55:名無しNIPPER[saga]
2018/05/06(日) 17:35:27.55 ID:xg10qRH10
「この男はお母さんの新しい恋人。
つまりキミたちにしてみれば新しいお父さんになるかもしれない人ですよ。」
そのことを聞かされてこの場にいる子供たちは全員恐怖した。
こんな粗暴な男が新しい父親…?
もしもこの男が父親になれば当然だが子供たちは暴力を振るわれるだろう。
そんなことは一目瞭然。そして子供たちが怯える中で右京は取調室へと入った。
「警部殿…今は邪魔しないでほしいんだが…」
「申し訳ありません。ですが一分だけ時間をください。
失礼ですがあなたと付き合っている福島けい子さんについて伺いたいことがあります。
彼女には五人のお子さんがいます。
あなたはそのことをご存知で彼女と付き合っていたのですか?」
「けい子に…子供?それに五人も…!?」
右京から恋人のけい子に子供がいることを聞かされると男は思わず驚愕した。
この反応を見るとどうやら男はけい子が子持ちであることを知らないようだ。
「つまりあなたは五児の父親ということになりますね。
一応お聞きしますがあなたは福島けい子さんと結婚する予定はありますか?」
「ふざけるな!何であいつが余所の男と作った子供を俺が育てなきゃならねえんだ!
それにけい子もだ。
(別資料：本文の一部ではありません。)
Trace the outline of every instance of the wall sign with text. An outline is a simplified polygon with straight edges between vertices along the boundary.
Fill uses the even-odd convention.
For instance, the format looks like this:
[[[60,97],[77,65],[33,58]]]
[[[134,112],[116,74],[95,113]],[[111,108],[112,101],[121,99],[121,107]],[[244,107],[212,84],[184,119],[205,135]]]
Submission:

どうしてあいつは子供のことを黙ってた!
チクショウ…よくも俺をコケにしやがって…許さねえぞ!!」
男は自分がコケにされたと思いけい子への怒りを顕にしていた。
これだけ反応を見れば十分だと思ったのか
右京はすぐに退室して子供たちのいる隣室へと戻った。
「キミたちはあの男が新しい父親になることを受け入れることができますか?」
右京から問われて子供たちは何も言えなかった。
いくら母親が好きになった男とはいえあんな粗暴な男が父親なんて無理だ。
今の様子を覗いただけでわかる。
あんな怒鳴り散らしさらにはモノに八つ当たりする男だ。
自分たちの存在を知られたらどんな目に遭うのかわかったものじゃない。
誰も口にはしないがあんな男を父親として受け入れることはできない。
それが子供たちの意思だった。
そのことを察しながら右京は子供たちを連れて再度母親のいる取調室へと戻った。